Isso acontece por meio do mecanismo de solidariedade da FIFA. A regra determina que parte do valor de uma transferência internacional seja repartida entre os clubes nos quais a atleta esteve oficialmente registada dos 12 aos 23 anos.
Como o Barcelona pagará ao Manchester City pela contratação, a transferência é considerada onerosa. Caso o valor divulgado de 1,5 milhão de euros seja confirmado, cerca de 75 mil euros, correspondentes a 5% da negociação, serão destinados ao mecanismo de solidariedade.
Esse dinheiro não será entregue a apenas um clube. O valor será dividido de acordo com o histórico oficial de Kerolin e com o tempo que ela permaneceu registada em cada instituição durante o período de formação.
A FIFA utiliza o passaporte desportivo da jogadora para identificar os clubes beneficiários. Por isso, não basta uma instituição afirmar que ajudou a formar a atleta. É necessário que a passagem da jogadora esteja registada oficialmente.
O caso de Kerolin mostra a importância de os clubes investirem na base do futebol feminino. Além de desenvolver novas atletas, esse trabalho pode gerar recursos no futuro, quando uma jogadora participa de uma transferência paga.

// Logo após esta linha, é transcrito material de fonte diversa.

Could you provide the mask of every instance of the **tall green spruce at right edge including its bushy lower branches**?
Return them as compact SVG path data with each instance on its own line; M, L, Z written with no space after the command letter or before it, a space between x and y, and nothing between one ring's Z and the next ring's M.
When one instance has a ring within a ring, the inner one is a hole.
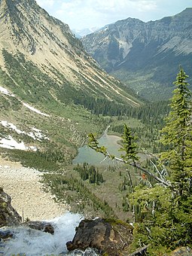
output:
M168 172L169 186L137 188L130 200L144 212L136 242L151 243L149 254L161 254L182 245L192 245L192 94L180 67L173 90L171 110L161 131L166 152L160 155ZM150 205L154 204L150 209ZM149 215L149 212L150 215ZM138 243L136 243L138 245ZM151 251L150 251L151 250Z

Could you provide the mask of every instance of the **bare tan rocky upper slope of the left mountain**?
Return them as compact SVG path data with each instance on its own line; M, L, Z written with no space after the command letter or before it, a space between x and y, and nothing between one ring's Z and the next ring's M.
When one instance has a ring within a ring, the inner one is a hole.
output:
M118 81L99 70L96 62L84 52L81 41L69 26L50 17L34 0L2 0L0 22L1 66L11 78L11 64L18 60L28 72L25 75L31 75L30 69L37 69L56 83L57 88L38 85L47 87L50 97L57 98L58 93L66 93L71 86L74 91L84 90L93 96L128 100ZM20 85L14 82L17 87Z

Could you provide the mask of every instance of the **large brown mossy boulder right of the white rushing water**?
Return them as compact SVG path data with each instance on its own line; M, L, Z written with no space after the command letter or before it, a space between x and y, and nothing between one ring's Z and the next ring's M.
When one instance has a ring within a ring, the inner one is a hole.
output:
M66 245L69 251L90 247L110 256L127 255L133 240L132 232L133 227L122 221L102 218L83 220L77 227L74 239Z

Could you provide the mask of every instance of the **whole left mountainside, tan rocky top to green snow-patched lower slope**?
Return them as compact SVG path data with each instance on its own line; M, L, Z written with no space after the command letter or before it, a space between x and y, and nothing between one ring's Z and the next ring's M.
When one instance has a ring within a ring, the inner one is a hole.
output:
M0 1L0 98L1 147L59 145L59 152L44 158L59 154L60 162L63 157L70 162L90 130L107 125L91 114L96 105L96 114L103 114L141 104L132 90L99 69L68 25L34 0Z

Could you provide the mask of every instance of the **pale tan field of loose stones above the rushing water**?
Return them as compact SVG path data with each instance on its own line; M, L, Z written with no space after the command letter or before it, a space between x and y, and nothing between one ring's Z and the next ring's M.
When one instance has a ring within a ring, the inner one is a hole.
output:
M69 206L56 203L50 191L44 190L41 182L42 172L0 157L0 173L0 188L2 187L4 192L10 196L7 197L7 202L11 203L11 206L24 220L48 220L69 210ZM0 203L0 208L1 206L3 204Z

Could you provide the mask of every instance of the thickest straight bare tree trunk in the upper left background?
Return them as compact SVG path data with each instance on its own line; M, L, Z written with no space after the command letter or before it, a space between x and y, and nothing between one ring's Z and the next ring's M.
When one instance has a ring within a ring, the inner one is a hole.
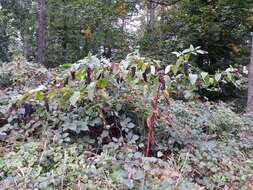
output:
M45 0L38 0L37 5L37 62L45 62Z

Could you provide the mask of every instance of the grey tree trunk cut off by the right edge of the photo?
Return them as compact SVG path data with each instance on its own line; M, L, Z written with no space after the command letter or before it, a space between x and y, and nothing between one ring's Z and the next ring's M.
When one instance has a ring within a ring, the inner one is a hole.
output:
M248 87L248 103L247 111L253 116L253 32L251 33L251 57L250 57L250 70L249 70L249 87Z

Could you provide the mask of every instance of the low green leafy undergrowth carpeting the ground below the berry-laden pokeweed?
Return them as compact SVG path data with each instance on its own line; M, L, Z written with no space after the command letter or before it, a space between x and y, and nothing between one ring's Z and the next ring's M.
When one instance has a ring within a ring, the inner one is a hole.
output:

A situação também serve de alerta para os projetos sociais que descobrem talentos, oferecem treinos e acompanham meninas no início das suas trajetórias. Muitos desses projetos realizam um trabalho essencial, mas não possuem estrutura para registar atletas oficialmente.
Por isso, é importante que se organizem, mantenham documentos e estabeleçam parcerias formais com clubes reconhecidos. Os acordos devem deixar claro como o trabalho do projeto será reconhecido e como possíveis valores futuros serão repartidos.
Perante a FIFA, o pagamento será feito aos clubes que aparecem no histórico oficial da atleta. Sem registo ou parceria formal, um projeto social pode não receber qualquer valor, mesmo tendo participado da formação da jogadora.
O mecanismo de solidariedade da FIFA pode transformar grandes transferências em novos investimentos na formação de meninas. Para isso, o trabalho de base precisa de organização, documentação e parcerias transparentes.